The Emmys proved resistance to Trump is here to stay on TV
Remember this year’s Emmys? Awards shows come and go quickly — they seem so momentous in the moment, and so rapidly forgotten once they conclude. (Quick: what movie won Best Picture in last year’s Oscars?) But before Sunday night’s Emmys fade into obscurity, let’s recall how it went down over the course of three hours.
Host Stephen Colbert is the late-night talk-show host who has been most consistent in his analytical comedy about the tumultuous presidency of Donald Trump. So it was significant — nothing less than a statement of purpose — when he started off the night with as light-hearted a production number as he could muster. All smiles, he sang and danced his way through a song called, “Everything is Better on TV.” Even here, though, the numerous guest stars scattered throughout the evening began to suggest what was to come. In the most pointed line of the merry tune, Julia Louis-Dreyfus — soon to make history for winning more Emmys (six) for the same role (in Veep) than anyone — sang, “Imagine if your president was not beloved by Nazis.” (Will this help ESPN’s Jemele Hill and her “Trump is a white supremacist” tweet problems, in a well-the-white-lady-said-it-too kind of way? Probably not.)
The problem with live shows like this is that, except for the host — who picks and chooses his or her moment to go on the attack — there’s no predicting when the broadcast will feature a presenter or winner who’s got a scrap of paper in a sweaty palm, anxious to read a condemnation of the president. The result can be a wearying repetition of received, self-congratulatory non-wisdom. And Trump — our most famous centaur; half-businessman, half-TV-star — makes for a frequently irresistible target. So after a while, the anger at our POTUS could not help but seem somewhat rote.
I was freshly dumbfounded, however, by Colbert’s willing employment of former press secretary Sean Spicer as a reverse-SNL, mobile-podium joke. As I wrote in my Emmy review earlier, rewarding Spicer for his recent disgraceful performance as a Trump spokesman — one who cheerfully admitted to Jimmy Kimmel last week that he told the country whatever Trump wanted the press to hear, regardless of whether it was true or not — was baffling, coming from a host as morally ethical as Colbert seems to be. Perhaps it was Colbert’s sense of Catholic forgiveness.
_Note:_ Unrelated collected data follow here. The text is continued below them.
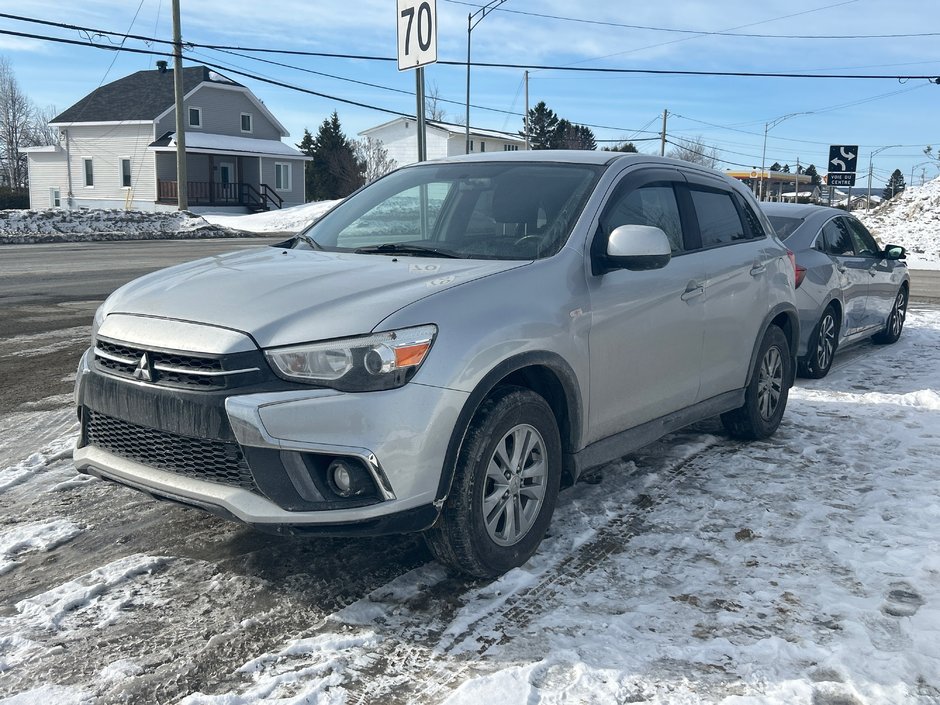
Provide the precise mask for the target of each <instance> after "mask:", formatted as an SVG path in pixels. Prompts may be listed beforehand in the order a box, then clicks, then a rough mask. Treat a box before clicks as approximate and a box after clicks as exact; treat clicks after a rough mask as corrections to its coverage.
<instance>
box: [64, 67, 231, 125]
mask: <svg viewBox="0 0 940 705" xmlns="http://www.w3.org/2000/svg"><path fill="white" fill-rule="evenodd" d="M182 74H183V94H184V95H185V94H188V93H189V92H190V91H192V90H193V89H194V88H196V86H198V85H199V84H201V83H216V84H220V85H227V86H239V87H241V88H244V86H242V84H240V83H236V82H235V81H232V80H231V79H228V78H226V77H225V76H223V75H221V74H219V73H216V72H215V71H212V70H210V69H209V68H207V67H206V66H187V67H185V68H184V69H183V71H182ZM246 90H247V89H246ZM173 101H174V93H173V69H167V70H166V71H159V70H154V71H138V72H137V73H132V74H131V75H130V76H125V77H124V78H119V79H118V80H116V81H112V82H111V83H108V84H107V85H104V86H101V87H99V88H97V89H95V90H94V91H92V92H91V93H89V94H88V95H86V96H85V97H84V98H82V99H81V100H80V101H78V102H77V103H76V104H75V105H73V106H72V107H71V108H68V109H67V110H65V111H64V112H62V113H60V114H59V115H57V116H56V117H55V118H53V119H52V121H51V122H50V124H52V125H55V124H60V123H73V122H124V121H132V120H155V119H156V118H157V117H158V116H160V115H161V114H162V113H164V112H166V110H167V109H168V108H172V107H173Z"/></svg>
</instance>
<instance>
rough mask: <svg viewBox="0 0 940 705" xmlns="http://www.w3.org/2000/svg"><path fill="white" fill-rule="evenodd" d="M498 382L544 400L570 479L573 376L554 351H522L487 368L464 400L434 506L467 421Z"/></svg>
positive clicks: (576, 430) (444, 482)
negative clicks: (551, 415) (481, 376)
mask: <svg viewBox="0 0 940 705" xmlns="http://www.w3.org/2000/svg"><path fill="white" fill-rule="evenodd" d="M501 385H513V386H517V387H523V388H525V389H529V390H531V391H533V392H535V393H536V394H538V395H539V396H541V397H542V398H543V399H545V401H546V402H547V403H548V405H549V407H551V410H552V414H553V415H554V417H555V422H556V423H557V424H558V433H559V436H560V437H561V448H562V472H563V473H564V474H568V475H571V476H572V479H574V474H575V470H574V465H573V463H572V462H570V458H571V456H572V453H573V452H574V450H575V449H576V448H577V446H578V443H579V442H580V438H581V429H582V425H583V423H584V421H583V418H584V412H583V405H582V402H581V393H580V385H579V384H578V378H577V375H576V374H575V372H574V370H573V369H572V368H571V366H570V365H569V364H568V363H567V361H565V359H564V358H562V357H561V356H560V355H557V354H556V353H551V352H526V353H521V354H519V355H515V356H513V357H511V358H508V359H506V360H503V361H502V362H501V363H500V364H498V365H497V366H496V367H494V368H493V369H492V370H490V371H489V372H488V373H487V374H486V375H485V376H484V377H483V379H481V380H480V382H479V384H477V386H476V387H475V388H474V390H473V391H472V392H471V393H470V396H469V397H468V398H467V400H466V402H464V405H463V408H462V409H461V410H460V414H459V415H458V417H457V423H456V424H454V429H453V431H451V437H450V440H449V442H448V444H447V453H446V455H445V457H444V465H443V467H442V468H441V479H440V482H439V483H438V488H437V496H436V498H435V503H436V504H437V505H438V506H441V503H442V502H443V501H444V500H445V499H446V498H447V496H448V494H450V491H451V485H452V483H453V480H454V472H455V470H456V467H457V457H458V455H459V453H460V448H461V446H462V445H463V443H464V439H465V437H466V433H467V430H468V428H469V427H470V422H471V420H472V419H473V417H474V415H475V414H476V412H477V410H478V409H479V408H480V405H481V404H482V403H483V402H484V400H486V398H487V397H489V395H490V394H491V393H492V392H493V390H494V389H496V388H497V387H499V386H501Z"/></svg>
Trump pervasiveness didn’t prevent the Emmys from showcasing some prominent firsts, and they were firsts that never smacked of political correctness but rather a simple, honest acknowledgment of talent: Lena Waithe as the first African-American woman to win a comedy-series Emmy (along with Aziz Ansari) for the excellent “Thanksgiving” episode of Master of None. This Is Us‘s Sterling K. Brown as the first black actor to win a best actor Emmy since in 1998. Riz Ahmed as the first man of South Asian descent to win a best-actor Emmy, for The Night Of. Donald Glover as the first African-American to win a best-comedy-directing Emmy, for Atlanta. And there were numerous awards, both in front of and behind the camera, that established records for women in television, capped by Julia Louis-Dreyfus’s historic six-times-and-counting Veep win. Oh, and get this: By winning the best drama award for The Handmaid’s Tale, Hulu became the first streaming service to win a best-show Emmy — not the mighty Netflix (whose Stranger Things was essentially ignored in the on-air winnings on Sunday), not the prosperous Amazon Prime, but Hulu, hoo-hoo!
Did you have an Emmy pool going at home? If so, I must say with pride that I picked 11 winners from the 14 major categories in my will win/should win column last week. Stick with me, kids, and you’re likely to win the pot of cash — well, at least for this one year.